MEDIUM: mux-h1: implement true zero-copy of DATA blocks

When the mux's buffer is empty and the htx area contains exactly one
data block of the same size as the requested count, then it's possible
to simply swap the caller's buffer with the mux's output buffer and
adjust offsets and length to match the entire DATA HTX block in the
middle. In this case we perform a true zero-copy operation from
end-to-end. This is the situation that happens all the time with large
files. With this change, the HTX bit rate performance catches up again
with the legacy mode (measured at 97%).
diff --git a/src/mux_h1.c b/src/mux_h1.c
index a602b21..baaf0df 100644
--- a/src/mux_h1.c
+++ b/src/mux_h1.c
@@ -1356,20 +1356,47 @@
 		errflag = H1S_F_REQ_ERROR;
 	}
 
+	blk = htx_get_head_blk(chn_htx);
 
 	tmp = get_trash_chunk();
 
-	/* pre-align the output buffer like the HTX in case it's empty. In this
-	 * case since it's aligned we don't need to use the temporary trash.

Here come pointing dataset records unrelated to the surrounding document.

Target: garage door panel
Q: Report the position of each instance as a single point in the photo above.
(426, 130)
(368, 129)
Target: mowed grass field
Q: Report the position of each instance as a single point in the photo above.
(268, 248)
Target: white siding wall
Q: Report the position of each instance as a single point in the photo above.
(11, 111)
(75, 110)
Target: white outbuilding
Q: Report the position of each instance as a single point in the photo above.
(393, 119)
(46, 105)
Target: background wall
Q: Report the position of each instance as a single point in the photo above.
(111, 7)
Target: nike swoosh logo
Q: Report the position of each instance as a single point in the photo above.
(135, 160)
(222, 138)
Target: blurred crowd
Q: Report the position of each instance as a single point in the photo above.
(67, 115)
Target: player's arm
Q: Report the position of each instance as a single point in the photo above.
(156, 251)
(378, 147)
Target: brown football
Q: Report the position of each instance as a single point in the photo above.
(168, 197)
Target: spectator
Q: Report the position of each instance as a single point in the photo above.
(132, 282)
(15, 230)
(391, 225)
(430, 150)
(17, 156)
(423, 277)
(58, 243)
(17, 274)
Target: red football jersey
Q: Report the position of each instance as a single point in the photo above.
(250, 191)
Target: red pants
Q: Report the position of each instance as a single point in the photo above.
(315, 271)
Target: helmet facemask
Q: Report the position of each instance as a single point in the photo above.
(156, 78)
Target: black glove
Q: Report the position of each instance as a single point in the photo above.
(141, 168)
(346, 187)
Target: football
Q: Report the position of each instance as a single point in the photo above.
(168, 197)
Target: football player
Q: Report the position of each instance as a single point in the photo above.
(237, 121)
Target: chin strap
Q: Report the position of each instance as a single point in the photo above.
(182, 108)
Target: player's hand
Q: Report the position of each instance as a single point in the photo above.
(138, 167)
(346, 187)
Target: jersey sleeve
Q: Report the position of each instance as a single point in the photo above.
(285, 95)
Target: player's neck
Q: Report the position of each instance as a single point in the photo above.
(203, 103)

+	/* Perform some optimizations to reduce the number of buffer copies.
+	 * First, if the mux's buffer is empty and the htx area contains
+	 * exactly one data block of the same size as the requested count,
+	 * then it's possible to simply swap the caller's buffer with the
+	 * mux's output buffer and adjust offsets and length to match the
+	 * entire DATA HTX block in the middle. In this case we perform a
+	 * true zero-copy operation from end-to-end. This is the situation
+	 * that happens all the time with large files. Second, if this is not
+	 * possible, but the mux's output buffer is empty, we still have an
+	 * opportunity to avoid the copy to the intermediary buffer, by making
+	 * the intermediary buffer's area point to the output buffer's area.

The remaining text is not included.